More importantly and this is why people are stupid when it comes to dog breeds...this is the dog in question. And this is when I link you to the better of the two articles - "Woman mauled by daughter's two dogs" - This article calls them bulldog mixes and shows a fat, scared mixed breed.

If you watch the news story, you'll hear that the owner (daughter) has received three citations for having dogs at large. The dogs apparently have a history of aggression towards people as well.

So now we know the dogs were owned by someone who let them run loose. They were not exercised properly as evidenced by their weight (which could also be a side effect of thyroid problems, which can also affect behavior). They have a history of acting aggressive towards people. And while "maul" is way too extreme of a word (she had multiple lacerations and cuts, but not significant enough to warrant an admittance to a hospital), the dogs obviously were intent on using their teeth.

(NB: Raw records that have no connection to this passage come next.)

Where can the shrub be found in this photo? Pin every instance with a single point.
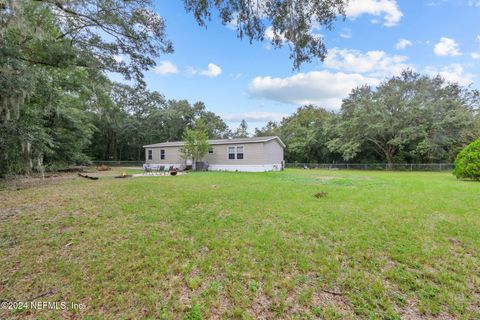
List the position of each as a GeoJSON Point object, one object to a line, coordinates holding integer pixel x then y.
{"type": "Point", "coordinates": [467, 164]}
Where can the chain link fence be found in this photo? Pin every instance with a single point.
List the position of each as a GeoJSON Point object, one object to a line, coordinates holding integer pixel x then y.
{"type": "Point", "coordinates": [119, 163]}
{"type": "Point", "coordinates": [375, 166]}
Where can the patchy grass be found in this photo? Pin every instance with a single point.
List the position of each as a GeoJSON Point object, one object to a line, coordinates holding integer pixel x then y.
{"type": "Point", "coordinates": [245, 245]}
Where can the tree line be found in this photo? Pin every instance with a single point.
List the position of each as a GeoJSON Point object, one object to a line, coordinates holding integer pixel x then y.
{"type": "Point", "coordinates": [410, 118]}
{"type": "Point", "coordinates": [58, 106]}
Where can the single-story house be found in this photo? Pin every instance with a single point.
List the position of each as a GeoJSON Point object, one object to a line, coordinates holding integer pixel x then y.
{"type": "Point", "coordinates": [241, 154]}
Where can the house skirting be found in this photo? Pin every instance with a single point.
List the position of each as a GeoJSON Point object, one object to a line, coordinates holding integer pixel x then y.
{"type": "Point", "coordinates": [245, 167]}
{"type": "Point", "coordinates": [154, 166]}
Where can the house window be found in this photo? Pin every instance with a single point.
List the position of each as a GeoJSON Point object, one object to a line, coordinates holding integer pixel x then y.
{"type": "Point", "coordinates": [231, 153]}
{"type": "Point", "coordinates": [239, 153]}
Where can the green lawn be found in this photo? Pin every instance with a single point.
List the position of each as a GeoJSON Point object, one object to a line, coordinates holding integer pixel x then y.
{"type": "Point", "coordinates": [379, 245]}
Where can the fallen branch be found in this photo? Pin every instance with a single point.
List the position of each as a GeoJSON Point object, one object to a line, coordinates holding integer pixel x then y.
{"type": "Point", "coordinates": [48, 293]}
{"type": "Point", "coordinates": [86, 176]}
{"type": "Point", "coordinates": [332, 292]}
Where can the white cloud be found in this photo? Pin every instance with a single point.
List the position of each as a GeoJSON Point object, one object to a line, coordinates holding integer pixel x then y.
{"type": "Point", "coordinates": [447, 47]}
{"type": "Point", "coordinates": [403, 44]}
{"type": "Point", "coordinates": [324, 88]}
{"type": "Point", "coordinates": [387, 9]}
{"type": "Point", "coordinates": [212, 71]}
{"type": "Point", "coordinates": [255, 116]}
{"type": "Point", "coordinates": [118, 58]}
{"type": "Point", "coordinates": [346, 33]}
{"type": "Point", "coordinates": [165, 67]}
{"type": "Point", "coordinates": [378, 64]}
{"type": "Point", "coordinates": [453, 73]}
{"type": "Point", "coordinates": [270, 35]}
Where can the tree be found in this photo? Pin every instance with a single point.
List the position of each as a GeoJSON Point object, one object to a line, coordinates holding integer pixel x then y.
{"type": "Point", "coordinates": [306, 135]}
{"type": "Point", "coordinates": [467, 164]}
{"type": "Point", "coordinates": [242, 130]}
{"type": "Point", "coordinates": [291, 21]}
{"type": "Point", "coordinates": [407, 118]}
{"type": "Point", "coordinates": [196, 143]}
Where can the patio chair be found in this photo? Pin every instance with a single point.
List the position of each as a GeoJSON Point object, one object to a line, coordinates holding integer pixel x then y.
{"type": "Point", "coordinates": [161, 170]}
{"type": "Point", "coordinates": [147, 169]}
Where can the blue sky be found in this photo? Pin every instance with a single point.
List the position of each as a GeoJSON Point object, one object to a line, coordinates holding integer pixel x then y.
{"type": "Point", "coordinates": [239, 80]}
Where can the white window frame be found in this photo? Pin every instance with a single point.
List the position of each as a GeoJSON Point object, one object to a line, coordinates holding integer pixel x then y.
{"type": "Point", "coordinates": [235, 152]}
{"type": "Point", "coordinates": [243, 152]}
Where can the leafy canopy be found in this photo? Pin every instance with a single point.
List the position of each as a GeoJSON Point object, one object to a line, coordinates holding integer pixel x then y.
{"type": "Point", "coordinates": [467, 164]}
{"type": "Point", "coordinates": [196, 142]}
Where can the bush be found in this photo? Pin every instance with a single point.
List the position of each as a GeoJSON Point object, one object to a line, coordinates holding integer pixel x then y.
{"type": "Point", "coordinates": [467, 164]}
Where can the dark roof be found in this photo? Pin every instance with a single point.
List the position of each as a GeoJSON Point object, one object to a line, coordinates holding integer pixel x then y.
{"type": "Point", "coordinates": [219, 141]}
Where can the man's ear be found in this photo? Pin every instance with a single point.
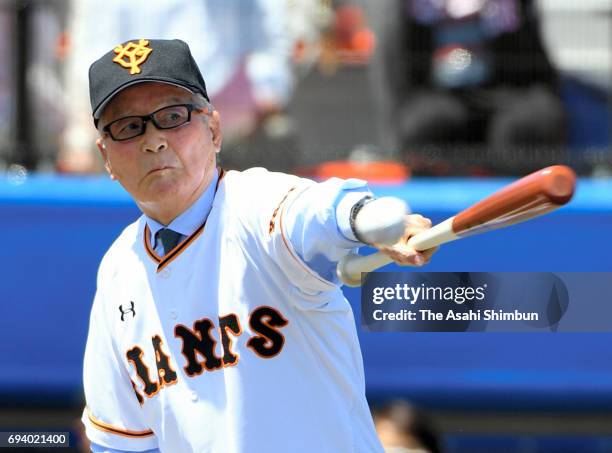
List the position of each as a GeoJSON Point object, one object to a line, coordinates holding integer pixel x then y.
{"type": "Point", "coordinates": [102, 148]}
{"type": "Point", "coordinates": [214, 125]}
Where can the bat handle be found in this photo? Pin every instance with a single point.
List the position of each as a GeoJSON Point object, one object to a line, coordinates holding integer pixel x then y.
{"type": "Point", "coordinates": [352, 265]}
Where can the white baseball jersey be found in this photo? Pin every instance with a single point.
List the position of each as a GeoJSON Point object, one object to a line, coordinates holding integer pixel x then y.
{"type": "Point", "coordinates": [229, 343]}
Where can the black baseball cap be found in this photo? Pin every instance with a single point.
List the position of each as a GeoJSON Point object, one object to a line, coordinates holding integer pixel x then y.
{"type": "Point", "coordinates": [142, 60]}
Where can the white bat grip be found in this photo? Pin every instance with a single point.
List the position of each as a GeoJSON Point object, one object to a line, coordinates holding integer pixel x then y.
{"type": "Point", "coordinates": [351, 266]}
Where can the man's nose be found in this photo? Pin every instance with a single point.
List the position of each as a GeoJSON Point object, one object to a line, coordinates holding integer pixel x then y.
{"type": "Point", "coordinates": [154, 140]}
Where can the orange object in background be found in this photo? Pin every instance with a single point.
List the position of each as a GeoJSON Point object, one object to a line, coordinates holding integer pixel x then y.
{"type": "Point", "coordinates": [379, 172]}
{"type": "Point", "coordinates": [354, 41]}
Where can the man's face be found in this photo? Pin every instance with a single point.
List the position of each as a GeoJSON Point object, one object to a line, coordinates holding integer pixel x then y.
{"type": "Point", "coordinates": [161, 168]}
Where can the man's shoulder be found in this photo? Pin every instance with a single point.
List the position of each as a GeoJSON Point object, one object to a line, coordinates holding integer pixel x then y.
{"type": "Point", "coordinates": [123, 244]}
{"type": "Point", "coordinates": [259, 182]}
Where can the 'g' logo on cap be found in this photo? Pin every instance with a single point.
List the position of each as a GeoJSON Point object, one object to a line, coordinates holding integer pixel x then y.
{"type": "Point", "coordinates": [131, 55]}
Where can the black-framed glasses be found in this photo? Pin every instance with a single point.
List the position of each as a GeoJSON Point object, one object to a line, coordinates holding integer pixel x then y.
{"type": "Point", "coordinates": [165, 118]}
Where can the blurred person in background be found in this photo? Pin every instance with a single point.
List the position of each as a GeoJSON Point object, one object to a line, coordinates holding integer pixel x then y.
{"type": "Point", "coordinates": [244, 46]}
{"type": "Point", "coordinates": [468, 75]}
{"type": "Point", "coordinates": [402, 428]}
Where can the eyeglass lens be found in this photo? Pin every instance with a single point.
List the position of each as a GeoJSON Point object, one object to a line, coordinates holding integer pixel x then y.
{"type": "Point", "coordinates": [165, 118]}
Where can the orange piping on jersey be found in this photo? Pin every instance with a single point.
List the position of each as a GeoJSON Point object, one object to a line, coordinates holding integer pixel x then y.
{"type": "Point", "coordinates": [114, 430]}
{"type": "Point", "coordinates": [290, 249]}
{"type": "Point", "coordinates": [179, 248]}
{"type": "Point", "coordinates": [275, 213]}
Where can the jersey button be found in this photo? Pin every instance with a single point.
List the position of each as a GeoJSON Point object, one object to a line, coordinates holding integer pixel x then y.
{"type": "Point", "coordinates": [165, 273]}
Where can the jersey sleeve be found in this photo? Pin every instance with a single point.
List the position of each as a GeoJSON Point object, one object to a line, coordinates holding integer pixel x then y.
{"type": "Point", "coordinates": [113, 416]}
{"type": "Point", "coordinates": [303, 234]}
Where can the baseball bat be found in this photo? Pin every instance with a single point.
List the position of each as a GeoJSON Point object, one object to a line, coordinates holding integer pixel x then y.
{"type": "Point", "coordinates": [531, 196]}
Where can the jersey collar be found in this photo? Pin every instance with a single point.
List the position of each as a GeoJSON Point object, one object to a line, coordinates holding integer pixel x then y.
{"type": "Point", "coordinates": [190, 223]}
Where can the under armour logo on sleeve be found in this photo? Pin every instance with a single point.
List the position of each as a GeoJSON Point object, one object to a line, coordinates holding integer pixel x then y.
{"type": "Point", "coordinates": [129, 310]}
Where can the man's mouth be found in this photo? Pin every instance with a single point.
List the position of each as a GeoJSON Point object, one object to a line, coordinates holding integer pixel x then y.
{"type": "Point", "coordinates": [159, 168]}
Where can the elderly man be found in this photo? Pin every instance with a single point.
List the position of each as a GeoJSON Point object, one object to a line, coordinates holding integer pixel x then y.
{"type": "Point", "coordinates": [218, 323]}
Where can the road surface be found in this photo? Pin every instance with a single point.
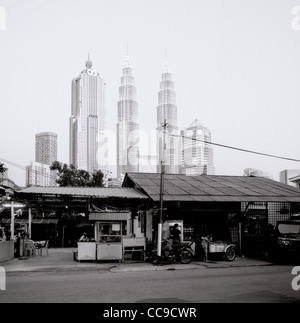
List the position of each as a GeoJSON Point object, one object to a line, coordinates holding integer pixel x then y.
{"type": "Point", "coordinates": [215, 285]}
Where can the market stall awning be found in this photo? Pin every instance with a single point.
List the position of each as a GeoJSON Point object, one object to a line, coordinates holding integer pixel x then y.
{"type": "Point", "coordinates": [212, 188]}
{"type": "Point", "coordinates": [34, 221]}
{"type": "Point", "coordinates": [109, 216]}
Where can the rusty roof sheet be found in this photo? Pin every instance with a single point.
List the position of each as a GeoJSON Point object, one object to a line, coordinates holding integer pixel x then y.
{"type": "Point", "coordinates": [215, 188]}
{"type": "Point", "coordinates": [102, 192]}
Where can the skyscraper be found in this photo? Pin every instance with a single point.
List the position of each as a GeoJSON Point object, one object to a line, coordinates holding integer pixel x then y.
{"type": "Point", "coordinates": [197, 154]}
{"type": "Point", "coordinates": [167, 111]}
{"type": "Point", "coordinates": [39, 173]}
{"type": "Point", "coordinates": [46, 148]}
{"type": "Point", "coordinates": [127, 127]}
{"type": "Point", "coordinates": [87, 121]}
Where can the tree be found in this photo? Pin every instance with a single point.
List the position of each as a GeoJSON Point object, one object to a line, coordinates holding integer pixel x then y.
{"type": "Point", "coordinates": [69, 175]}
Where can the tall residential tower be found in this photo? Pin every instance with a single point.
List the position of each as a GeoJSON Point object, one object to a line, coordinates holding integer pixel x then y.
{"type": "Point", "coordinates": [46, 148]}
{"type": "Point", "coordinates": [167, 111]}
{"type": "Point", "coordinates": [39, 173]}
{"type": "Point", "coordinates": [197, 154]}
{"type": "Point", "coordinates": [127, 127]}
{"type": "Point", "coordinates": [87, 122]}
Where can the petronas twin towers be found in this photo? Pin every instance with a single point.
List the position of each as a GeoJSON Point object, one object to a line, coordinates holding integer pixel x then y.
{"type": "Point", "coordinates": [88, 142]}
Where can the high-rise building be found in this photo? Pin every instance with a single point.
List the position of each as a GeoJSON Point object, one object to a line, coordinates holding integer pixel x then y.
{"type": "Point", "coordinates": [46, 148]}
{"type": "Point", "coordinates": [38, 174]}
{"type": "Point", "coordinates": [127, 127]}
{"type": "Point", "coordinates": [88, 150]}
{"type": "Point", "coordinates": [197, 154]}
{"type": "Point", "coordinates": [168, 141]}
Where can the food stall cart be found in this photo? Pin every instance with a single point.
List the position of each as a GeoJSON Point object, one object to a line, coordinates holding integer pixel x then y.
{"type": "Point", "coordinates": [86, 251]}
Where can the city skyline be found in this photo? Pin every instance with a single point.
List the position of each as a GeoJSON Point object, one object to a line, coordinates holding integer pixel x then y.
{"type": "Point", "coordinates": [127, 126]}
{"type": "Point", "coordinates": [240, 82]}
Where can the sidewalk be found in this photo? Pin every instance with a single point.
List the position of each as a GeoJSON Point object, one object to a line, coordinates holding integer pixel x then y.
{"type": "Point", "coordinates": [62, 260]}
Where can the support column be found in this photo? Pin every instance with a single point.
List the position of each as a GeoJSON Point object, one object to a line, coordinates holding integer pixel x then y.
{"type": "Point", "coordinates": [12, 221]}
{"type": "Point", "coordinates": [29, 222]}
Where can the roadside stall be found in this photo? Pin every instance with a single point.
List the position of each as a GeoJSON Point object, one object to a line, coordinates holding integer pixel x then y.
{"type": "Point", "coordinates": [115, 234]}
{"type": "Point", "coordinates": [6, 247]}
{"type": "Point", "coordinates": [109, 241]}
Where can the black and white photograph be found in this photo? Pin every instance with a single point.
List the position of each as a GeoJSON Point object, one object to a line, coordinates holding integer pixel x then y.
{"type": "Point", "coordinates": [149, 154]}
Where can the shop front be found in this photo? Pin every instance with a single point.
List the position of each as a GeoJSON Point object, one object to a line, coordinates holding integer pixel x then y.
{"type": "Point", "coordinates": [116, 234]}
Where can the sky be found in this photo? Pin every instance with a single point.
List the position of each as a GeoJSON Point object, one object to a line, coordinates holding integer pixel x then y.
{"type": "Point", "coordinates": [235, 66]}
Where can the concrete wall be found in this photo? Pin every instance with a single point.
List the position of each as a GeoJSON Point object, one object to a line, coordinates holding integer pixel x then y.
{"type": "Point", "coordinates": [6, 250]}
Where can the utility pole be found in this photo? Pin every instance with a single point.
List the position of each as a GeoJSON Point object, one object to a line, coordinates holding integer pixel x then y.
{"type": "Point", "coordinates": [159, 235]}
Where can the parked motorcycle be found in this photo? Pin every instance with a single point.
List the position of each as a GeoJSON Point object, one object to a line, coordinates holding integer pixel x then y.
{"type": "Point", "coordinates": [172, 253]}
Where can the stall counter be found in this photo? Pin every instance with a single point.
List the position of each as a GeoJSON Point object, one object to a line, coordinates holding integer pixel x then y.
{"type": "Point", "coordinates": [7, 249]}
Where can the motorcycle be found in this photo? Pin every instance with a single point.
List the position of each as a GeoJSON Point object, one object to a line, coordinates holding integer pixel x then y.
{"type": "Point", "coordinates": [172, 253]}
{"type": "Point", "coordinates": [220, 248]}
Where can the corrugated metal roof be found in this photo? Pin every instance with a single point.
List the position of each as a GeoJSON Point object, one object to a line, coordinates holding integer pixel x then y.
{"type": "Point", "coordinates": [102, 192]}
{"type": "Point", "coordinates": [213, 188]}
{"type": "Point", "coordinates": [109, 216]}
{"type": "Point", "coordinates": [34, 221]}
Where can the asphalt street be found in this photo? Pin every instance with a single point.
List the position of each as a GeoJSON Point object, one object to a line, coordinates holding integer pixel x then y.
{"type": "Point", "coordinates": [257, 284]}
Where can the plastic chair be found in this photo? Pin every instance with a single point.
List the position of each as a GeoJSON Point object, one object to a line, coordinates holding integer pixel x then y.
{"type": "Point", "coordinates": [45, 247]}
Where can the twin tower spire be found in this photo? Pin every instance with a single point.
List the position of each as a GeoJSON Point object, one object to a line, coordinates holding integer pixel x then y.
{"type": "Point", "coordinates": [87, 122]}
{"type": "Point", "coordinates": [128, 153]}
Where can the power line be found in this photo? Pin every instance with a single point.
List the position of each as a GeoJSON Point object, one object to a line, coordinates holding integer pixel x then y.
{"type": "Point", "coordinates": [236, 148]}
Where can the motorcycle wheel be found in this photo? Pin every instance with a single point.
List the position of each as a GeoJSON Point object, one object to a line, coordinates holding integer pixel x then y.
{"type": "Point", "coordinates": [186, 256]}
{"type": "Point", "coordinates": [155, 260]}
{"type": "Point", "coordinates": [230, 254]}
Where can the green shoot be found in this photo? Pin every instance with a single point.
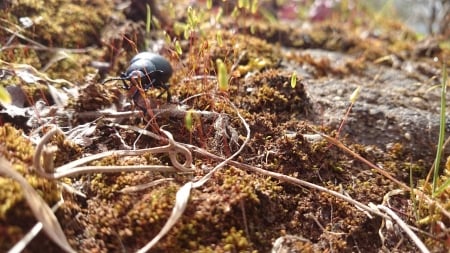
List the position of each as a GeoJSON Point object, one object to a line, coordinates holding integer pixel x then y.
{"type": "Point", "coordinates": [219, 39]}
{"type": "Point", "coordinates": [222, 75]}
{"type": "Point", "coordinates": [441, 136]}
{"type": "Point", "coordinates": [352, 99]}
{"type": "Point", "coordinates": [5, 97]}
{"type": "Point", "coordinates": [178, 48]}
{"type": "Point", "coordinates": [189, 121]}
{"type": "Point", "coordinates": [413, 198]}
{"type": "Point", "coordinates": [294, 80]}
{"type": "Point", "coordinates": [149, 19]}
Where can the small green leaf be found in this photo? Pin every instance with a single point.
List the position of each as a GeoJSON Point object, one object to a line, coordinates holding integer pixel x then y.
{"type": "Point", "coordinates": [5, 97]}
{"type": "Point", "coordinates": [294, 80]}
{"type": "Point", "coordinates": [222, 75]}
{"type": "Point", "coordinates": [188, 121]}
{"type": "Point", "coordinates": [178, 48]}
{"type": "Point", "coordinates": [149, 19]}
{"type": "Point", "coordinates": [219, 39]}
{"type": "Point", "coordinates": [355, 95]}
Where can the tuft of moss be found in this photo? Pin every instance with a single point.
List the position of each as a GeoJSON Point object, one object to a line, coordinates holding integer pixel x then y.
{"type": "Point", "coordinates": [15, 214]}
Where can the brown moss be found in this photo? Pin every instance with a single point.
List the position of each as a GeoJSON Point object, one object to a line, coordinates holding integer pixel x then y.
{"type": "Point", "coordinates": [15, 215]}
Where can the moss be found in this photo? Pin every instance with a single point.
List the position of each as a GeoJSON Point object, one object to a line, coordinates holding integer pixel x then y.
{"type": "Point", "coordinates": [15, 213]}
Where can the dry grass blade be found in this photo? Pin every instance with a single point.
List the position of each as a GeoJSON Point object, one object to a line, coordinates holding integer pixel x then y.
{"type": "Point", "coordinates": [20, 245]}
{"type": "Point", "coordinates": [184, 192]}
{"type": "Point", "coordinates": [75, 167]}
{"type": "Point", "coordinates": [405, 227]}
{"type": "Point", "coordinates": [180, 205]}
{"type": "Point", "coordinates": [40, 209]}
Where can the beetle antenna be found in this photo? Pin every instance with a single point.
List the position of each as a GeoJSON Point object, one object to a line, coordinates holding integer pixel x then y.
{"type": "Point", "coordinates": [114, 79]}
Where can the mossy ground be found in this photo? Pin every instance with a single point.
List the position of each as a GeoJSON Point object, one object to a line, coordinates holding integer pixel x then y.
{"type": "Point", "coordinates": [236, 211]}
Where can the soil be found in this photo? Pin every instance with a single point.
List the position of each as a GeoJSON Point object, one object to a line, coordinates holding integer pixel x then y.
{"type": "Point", "coordinates": [73, 46]}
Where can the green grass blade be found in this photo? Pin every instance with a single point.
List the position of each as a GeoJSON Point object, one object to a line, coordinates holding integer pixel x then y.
{"type": "Point", "coordinates": [441, 130]}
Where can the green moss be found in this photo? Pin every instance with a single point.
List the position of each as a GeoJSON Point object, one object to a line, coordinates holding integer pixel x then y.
{"type": "Point", "coordinates": [15, 213]}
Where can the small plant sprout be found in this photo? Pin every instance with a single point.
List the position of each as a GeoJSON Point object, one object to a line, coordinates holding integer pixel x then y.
{"type": "Point", "coordinates": [254, 7]}
{"type": "Point", "coordinates": [219, 39]}
{"type": "Point", "coordinates": [222, 76]}
{"type": "Point", "coordinates": [5, 97]}
{"type": "Point", "coordinates": [353, 97]}
{"type": "Point", "coordinates": [441, 136]}
{"type": "Point", "coordinates": [189, 121]}
{"type": "Point", "coordinates": [294, 80]}
{"type": "Point", "coordinates": [178, 48]}
{"type": "Point", "coordinates": [149, 19]}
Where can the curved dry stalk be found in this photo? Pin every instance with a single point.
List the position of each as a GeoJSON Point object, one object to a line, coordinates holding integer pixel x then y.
{"type": "Point", "coordinates": [34, 231]}
{"type": "Point", "coordinates": [405, 228]}
{"type": "Point", "coordinates": [405, 187]}
{"type": "Point", "coordinates": [183, 193]}
{"type": "Point", "coordinates": [288, 179]}
{"type": "Point", "coordinates": [135, 188]}
{"type": "Point", "coordinates": [38, 206]}
{"type": "Point", "coordinates": [74, 168]}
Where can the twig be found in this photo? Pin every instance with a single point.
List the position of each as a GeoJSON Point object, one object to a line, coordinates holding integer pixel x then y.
{"type": "Point", "coordinates": [73, 168]}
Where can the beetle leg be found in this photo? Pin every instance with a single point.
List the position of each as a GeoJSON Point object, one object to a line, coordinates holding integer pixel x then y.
{"type": "Point", "coordinates": [165, 88]}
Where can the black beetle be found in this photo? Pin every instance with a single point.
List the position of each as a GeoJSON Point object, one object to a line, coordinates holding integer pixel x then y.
{"type": "Point", "coordinates": [151, 69]}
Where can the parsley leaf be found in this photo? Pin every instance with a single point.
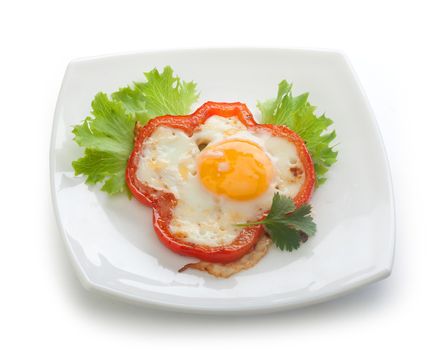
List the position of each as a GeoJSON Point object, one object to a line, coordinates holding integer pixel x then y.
{"type": "Point", "coordinates": [299, 115]}
{"type": "Point", "coordinates": [285, 224]}
{"type": "Point", "coordinates": [108, 135]}
{"type": "Point", "coordinates": [165, 94]}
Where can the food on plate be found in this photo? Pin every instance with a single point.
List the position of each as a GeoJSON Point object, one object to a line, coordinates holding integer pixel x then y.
{"type": "Point", "coordinates": [221, 185]}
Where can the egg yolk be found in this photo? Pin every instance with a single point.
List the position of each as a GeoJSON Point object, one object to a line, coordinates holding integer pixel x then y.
{"type": "Point", "coordinates": [237, 169]}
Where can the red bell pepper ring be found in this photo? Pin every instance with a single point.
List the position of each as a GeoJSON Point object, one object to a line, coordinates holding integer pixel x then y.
{"type": "Point", "coordinates": [162, 203]}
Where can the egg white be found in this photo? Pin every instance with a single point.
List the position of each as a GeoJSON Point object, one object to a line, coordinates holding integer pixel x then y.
{"type": "Point", "coordinates": [168, 163]}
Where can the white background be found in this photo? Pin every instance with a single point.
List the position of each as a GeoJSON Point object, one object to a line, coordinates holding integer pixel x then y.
{"type": "Point", "coordinates": [390, 44]}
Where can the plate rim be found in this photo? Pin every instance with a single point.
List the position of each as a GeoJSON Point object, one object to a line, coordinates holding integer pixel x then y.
{"type": "Point", "coordinates": [283, 303]}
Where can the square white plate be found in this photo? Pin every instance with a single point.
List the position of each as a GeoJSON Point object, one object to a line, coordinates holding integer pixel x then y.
{"type": "Point", "coordinates": [111, 240]}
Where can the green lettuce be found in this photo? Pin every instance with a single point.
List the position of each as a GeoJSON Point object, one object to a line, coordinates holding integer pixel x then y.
{"type": "Point", "coordinates": [299, 115]}
{"type": "Point", "coordinates": [108, 135]}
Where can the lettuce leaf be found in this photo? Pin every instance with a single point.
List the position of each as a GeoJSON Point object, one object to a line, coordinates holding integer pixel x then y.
{"type": "Point", "coordinates": [299, 115]}
{"type": "Point", "coordinates": [108, 135]}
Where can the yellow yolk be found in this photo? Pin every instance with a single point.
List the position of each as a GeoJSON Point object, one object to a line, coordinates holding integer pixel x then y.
{"type": "Point", "coordinates": [237, 169]}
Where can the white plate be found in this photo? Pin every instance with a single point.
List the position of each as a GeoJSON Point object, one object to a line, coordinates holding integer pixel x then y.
{"type": "Point", "coordinates": [111, 240]}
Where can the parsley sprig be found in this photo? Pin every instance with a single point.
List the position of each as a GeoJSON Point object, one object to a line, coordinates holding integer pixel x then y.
{"type": "Point", "coordinates": [286, 224]}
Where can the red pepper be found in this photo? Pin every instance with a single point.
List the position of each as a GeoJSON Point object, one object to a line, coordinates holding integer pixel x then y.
{"type": "Point", "coordinates": [163, 203]}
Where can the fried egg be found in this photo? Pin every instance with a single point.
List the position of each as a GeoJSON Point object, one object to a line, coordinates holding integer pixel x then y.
{"type": "Point", "coordinates": [221, 175]}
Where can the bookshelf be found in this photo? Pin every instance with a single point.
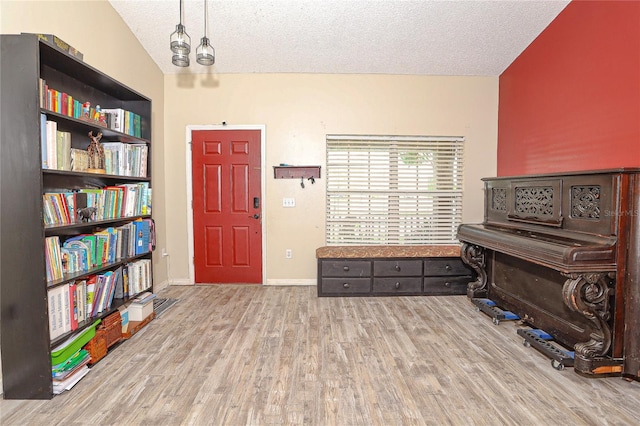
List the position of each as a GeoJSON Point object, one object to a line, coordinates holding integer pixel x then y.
{"type": "Point", "coordinates": [26, 338]}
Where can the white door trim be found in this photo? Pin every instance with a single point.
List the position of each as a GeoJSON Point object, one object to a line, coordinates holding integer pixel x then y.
{"type": "Point", "coordinates": [189, 130]}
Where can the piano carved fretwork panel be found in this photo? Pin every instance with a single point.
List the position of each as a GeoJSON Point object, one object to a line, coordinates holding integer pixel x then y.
{"type": "Point", "coordinates": [499, 199]}
{"type": "Point", "coordinates": [585, 202]}
{"type": "Point", "coordinates": [534, 201]}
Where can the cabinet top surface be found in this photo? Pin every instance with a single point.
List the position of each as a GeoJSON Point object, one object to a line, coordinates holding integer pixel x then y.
{"type": "Point", "coordinates": [355, 252]}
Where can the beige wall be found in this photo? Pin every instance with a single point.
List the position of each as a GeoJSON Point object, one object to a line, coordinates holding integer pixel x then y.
{"type": "Point", "coordinates": [299, 110]}
{"type": "Point", "coordinates": [96, 30]}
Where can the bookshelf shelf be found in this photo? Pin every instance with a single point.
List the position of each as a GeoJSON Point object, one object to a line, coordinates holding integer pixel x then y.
{"type": "Point", "coordinates": [82, 226]}
{"type": "Point", "coordinates": [93, 271]}
{"type": "Point", "coordinates": [85, 126]}
{"type": "Point", "coordinates": [36, 73]}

To say these dogs went out of their minds is unfair. They were owned by people incapable of properly exercising, training or caring for their dogs, people who let them get loose and who put them in situations where they were allowed to put teeth on skin of other people. They were owned by people who were ignorant of bite threshold and arousal levels.

And now one is dead, shot by animal control. The other will be killed after ten days. A woman is probably in pain and may be scared of dogs. Which is all so unfortunate...but none of it has to do with whether the dogs were borderline pit bulls or not.

*Which is titled "Dogs chewed thru 2 doors to attack" which left me wondering why they spelled "chewed" but not "through" or "two" or just said "NOM NOM, DOOR!" but that wouldn't be pc, I guess.